1918/19 trug Adler als Vorstand der Wiener Arbeiterräte und Sekretär der SDAP entscheidend dazu bei, dass Revolution und kommunistische Putschversuche in Österreich keine Massenbasis erlangten. Das Angebot, den Vorsitz der neu gegründeten Kommunistischen Partei Österreichs zu übernehmen, lehnte er ab und legte am 13. Juni 1919 bei der Konferenz der Arbeiterräte in Wien einen kommunistischen Putschplan offen. Adler gehörte 1919/20 der Konstituierenden Nationalversammlung sowie von 1920 bis 1923 dem Österreichischen Nationalrat an; er blieb zeitlebens allerdings Internationalist und sah sich eher als Deutscher denn als Österreicher.
Auf internationaler Ebene engagierte sich Adler für eine Wiedervereinigung der infolge des Ersten Weltkriegs auseinandergedrifteten Arbeiterbewegung. Als sich 1921 in Wien die Internationale Arbeitsgemeinschaft Sozialistischer Parteien (IASP) bildete, wurde er zu ihrem Sekretär bestellt. Nach dem Scheitern der Einigungsbemühungen, schloss sich die IASP mit Resten der Zweiten Internationale 1923 zur Sozialistischen Arbeiter-Internationale (SAI) zusammen. Adler prägte mit Tom Shaw (1872–1938), seit 1925 als alleiniger Leiter die Politik der von 1925 bis 1935 in Zürich, dann in Brüssel angesiedelten SAI.
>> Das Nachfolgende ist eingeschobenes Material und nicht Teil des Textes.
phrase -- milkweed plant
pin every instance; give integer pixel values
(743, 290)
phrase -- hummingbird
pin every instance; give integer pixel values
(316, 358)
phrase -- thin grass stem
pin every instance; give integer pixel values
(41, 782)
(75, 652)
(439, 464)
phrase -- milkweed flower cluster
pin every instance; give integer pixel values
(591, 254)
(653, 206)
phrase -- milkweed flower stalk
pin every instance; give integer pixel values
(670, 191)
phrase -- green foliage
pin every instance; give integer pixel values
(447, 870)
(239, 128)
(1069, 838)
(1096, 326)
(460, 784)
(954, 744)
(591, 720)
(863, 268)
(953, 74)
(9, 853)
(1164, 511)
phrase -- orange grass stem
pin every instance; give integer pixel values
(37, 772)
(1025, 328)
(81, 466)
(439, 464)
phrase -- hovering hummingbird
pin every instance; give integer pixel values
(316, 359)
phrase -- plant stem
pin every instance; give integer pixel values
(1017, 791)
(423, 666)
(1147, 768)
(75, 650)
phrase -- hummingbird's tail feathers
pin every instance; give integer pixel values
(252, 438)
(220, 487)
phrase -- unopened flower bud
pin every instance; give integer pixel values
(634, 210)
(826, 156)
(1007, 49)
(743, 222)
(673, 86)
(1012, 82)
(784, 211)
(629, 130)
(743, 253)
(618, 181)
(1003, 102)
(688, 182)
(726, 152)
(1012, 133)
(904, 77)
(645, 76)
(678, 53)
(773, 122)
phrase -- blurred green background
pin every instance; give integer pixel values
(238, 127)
Nach dem „Anschluss“ Österreichs an das Deutsche Reich gründete Adler im März 1938 in Brüssel mit Bauer und Joseph Buttinger (1906–1992) die Auslandsvertretung der österreichischen Sozialisten (AVOES). Gemäß der im April 1938 veröffentlichten „Brüsseler Deklaration“ stand nicht der Kampf gegen das nationalsozialistische Deutschland im Vordergrund der politischen Exilarbeit, sondern die Förderung einer gesamtdeutschen Revolution nach dem erwarteten Zusammenbruch des NS-Regimes. Nach Beginn der Besetzung Belgiens durch die deutsche Wehrmacht floh Adler 1940 nach New York City, wo er 1942 die Gründung des Austrian Labor Committee initiierte, in dem er die Arbeit der 1942 aufgelösten AVOES fortsetzte. Obwohl er lange als informeller Führer des österreichischen sozialdemokratischen Exils gelten konnte, entfernten sich seine Genossen im Zweiten Weltkrieg zunehmend von Adler, auch weil sich dieser zuvorderst als Internationalist verstand und vor diesem Hintergrund die Bildung einer repräsentativen österreichischen Exilregierung verhinderte.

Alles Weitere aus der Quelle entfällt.